Sullivan began his famous collaboration with W. S. Gilbert at the Gaiety Theatre in the 1860’s. The Gaiety subsisted on a mixture of extravaganza and burlesque, the theatre’s staging and spectacle being particularly lavish at Christmas when a new operatic novelty was produced—effectively a superior pantomime. On Boxing Day 1871 Gilbert and Sullivan produced Thespis or The Gods Grown Old, an “opera” which dealt flamboyantly with a troupe of strolling players required to assume the duties of the gods of Mount Olympus for a year. The famous comedian-singer, J.L. Toole, starred as Thespis, the leader of the troupe, with a railway song that was an enormous success. Nelly Farren, another popular member of the Gaiety Theatre, was the chirpy Mercury, while Sullivan’s brother Fred was the ageing Apollo. In common with all mock opera-bouffes, an interpolated ballet allowed the theatre’s professional dancers to show off their legs.

The speed with which the work had to be produced—Gilbert indicated that writing, rehearsal and production took no longer than five weeks—demanded that Sullivan should plunder his previous compositions to find sufficient music for the evening. How much was original we will never know.

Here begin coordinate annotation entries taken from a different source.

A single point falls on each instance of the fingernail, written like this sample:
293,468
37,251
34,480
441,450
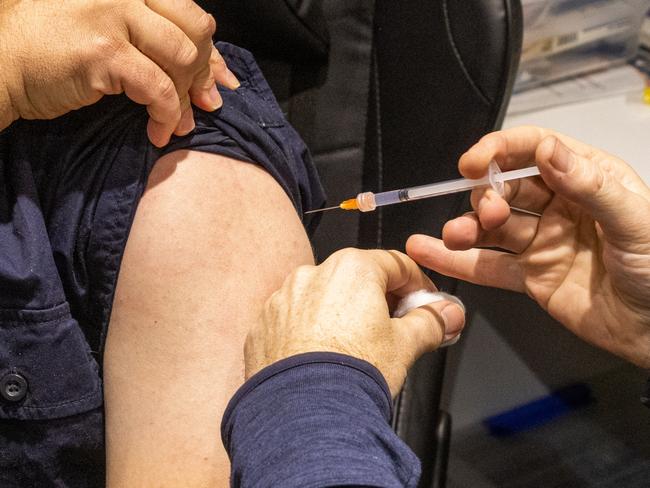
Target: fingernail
186,125
450,340
454,317
233,82
215,99
562,158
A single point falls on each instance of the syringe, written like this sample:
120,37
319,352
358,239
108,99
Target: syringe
369,201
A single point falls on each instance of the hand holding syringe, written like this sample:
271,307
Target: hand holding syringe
369,201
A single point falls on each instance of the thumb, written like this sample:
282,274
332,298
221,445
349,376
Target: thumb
592,187
426,327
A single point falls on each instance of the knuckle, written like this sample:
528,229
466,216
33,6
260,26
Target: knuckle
218,63
205,26
165,88
105,47
185,54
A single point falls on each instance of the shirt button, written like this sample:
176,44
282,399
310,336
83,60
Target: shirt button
13,387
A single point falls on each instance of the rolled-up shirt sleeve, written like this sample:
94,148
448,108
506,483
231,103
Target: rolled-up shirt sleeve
316,420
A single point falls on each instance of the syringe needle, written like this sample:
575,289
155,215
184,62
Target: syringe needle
322,209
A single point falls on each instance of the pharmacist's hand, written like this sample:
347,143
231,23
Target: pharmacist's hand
586,259
342,306
60,56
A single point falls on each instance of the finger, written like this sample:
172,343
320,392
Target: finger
199,27
204,93
479,266
144,82
197,24
426,327
492,210
515,235
186,124
511,149
220,71
398,274
530,194
595,188
170,49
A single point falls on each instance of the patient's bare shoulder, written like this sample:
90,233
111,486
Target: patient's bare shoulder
212,238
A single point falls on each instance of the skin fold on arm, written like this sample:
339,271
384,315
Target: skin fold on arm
212,239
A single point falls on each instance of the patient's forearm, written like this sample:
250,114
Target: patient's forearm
7,112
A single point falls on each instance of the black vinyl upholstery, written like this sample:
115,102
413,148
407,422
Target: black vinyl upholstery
387,94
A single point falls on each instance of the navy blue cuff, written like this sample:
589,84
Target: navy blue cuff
645,398
316,420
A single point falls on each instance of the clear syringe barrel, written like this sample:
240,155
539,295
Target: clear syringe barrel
368,201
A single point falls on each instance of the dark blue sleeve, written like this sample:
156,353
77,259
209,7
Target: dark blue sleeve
316,420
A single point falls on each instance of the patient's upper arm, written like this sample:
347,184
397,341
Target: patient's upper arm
212,239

Despite playing longer than most of that year’s London pantomimes, Thespis was not a lasting success. Charitable critics complained that Gilbert’s text was too erudite for a Gaiety audience, while the costumes were “more than usually indecent”. In the following heyday of their ultra-respectable Savoy Theatre, both Gilbert and Sullivan conveniently forgot their earlier days in burlesque. One song from Thespis did find its way into print and a chorus was transplanted into The Pirates of Penzance. Otherwise even in Sullivan’s lifetime the music was known to have “disappeared”. He is believed to have claimed that the best part of it had been used up in other works. Consequently many attempted reconstructions have simply re-set Gilbert’s original words to Sullivan’s melodies from later operas, but true fragments of the original score have been sought in vain.

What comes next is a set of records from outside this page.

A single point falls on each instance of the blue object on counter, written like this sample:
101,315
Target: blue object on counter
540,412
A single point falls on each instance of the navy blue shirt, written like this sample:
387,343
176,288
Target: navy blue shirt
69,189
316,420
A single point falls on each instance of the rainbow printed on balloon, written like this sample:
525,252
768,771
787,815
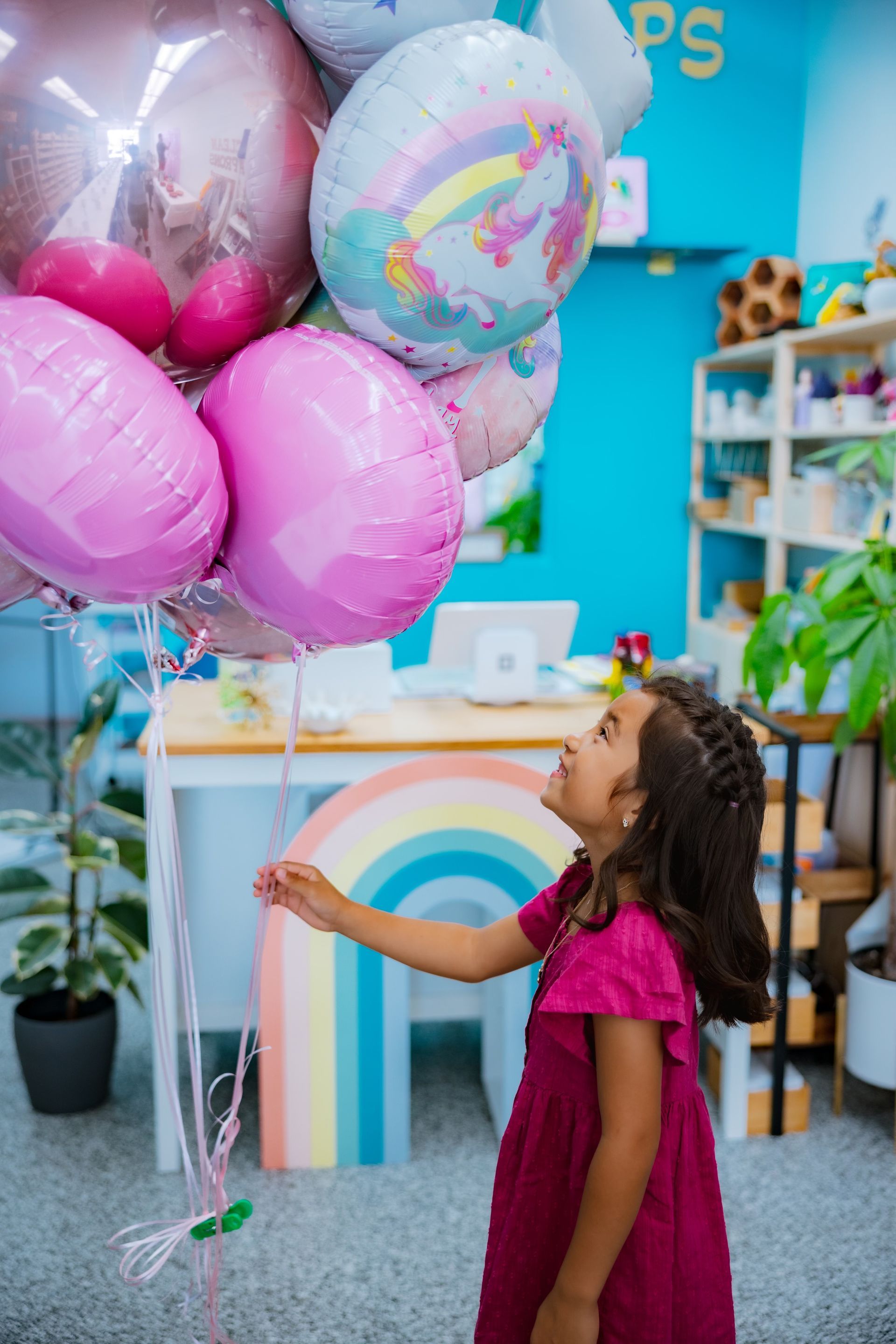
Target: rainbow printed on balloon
450,225
335,1016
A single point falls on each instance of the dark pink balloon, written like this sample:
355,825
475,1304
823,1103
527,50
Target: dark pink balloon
216,623
227,308
112,487
347,502
105,281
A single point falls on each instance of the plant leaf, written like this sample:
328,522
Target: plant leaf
81,978
817,676
93,852
38,945
843,636
132,855
844,736
37,984
100,705
839,576
868,678
26,752
128,921
880,584
113,967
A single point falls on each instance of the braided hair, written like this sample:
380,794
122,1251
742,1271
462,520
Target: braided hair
695,847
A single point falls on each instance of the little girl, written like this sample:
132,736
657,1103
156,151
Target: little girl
606,1216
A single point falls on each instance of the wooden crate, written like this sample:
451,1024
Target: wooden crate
804,922
797,1101
811,820
836,886
801,1025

It was while assembling the papers referring to his second ballet Victoria and Merrie England that his secretary Wilfred Bendall included a manuscript whose heading read “Act 2. Ballet No. 1”. In the L’lle Enchantee collection he also included—in the hand of the same copyist as the part included in Victoria two pieces describing themselves as “Act 2. Ballet No. 3” and “Galop”. Of these only the “Galop” was known to belong to L’lle, but here it appears in a truncated score for a small pit orchestra rather than in the version for large forces used at Covent Garden. These three pieces, though they were now separated, were clearly identified by their page numbers as being Nos. 1, 3 and 5 of a ballet, but from the page numbers the length of Nos. 2 and 4 could be calculated.

The designation “Act 2” shows this ballet belonged to some kind of opera, for Sullivan divided his early ballets into “scenes”, while his incidental music for plays is well documented. Indeed the only opera—if we can call it that—to which this could belong is Thespis. Final confirmation of this piece of detective work comes in the only undoubted part of Thespis—the opening of the chorus “Climbing over rocky mountains” which forms part of the autograph score of The Pirates of Penzance, and that is in the hand of the same copyist. Examining drawings of the Thespis rehearsals revealed the presence of a harp, most unusual in an orchestra at the Gaiety, and also of a comic dragon scene. There is another dragon scene in Victoria which used the music from scene 4 of L’lle, while the use of harp and the length of the piece would fit perfectly with part of the second section of L’lle. The lost ballet from Thespis could at last be reconstructed, and now it receives its first recording.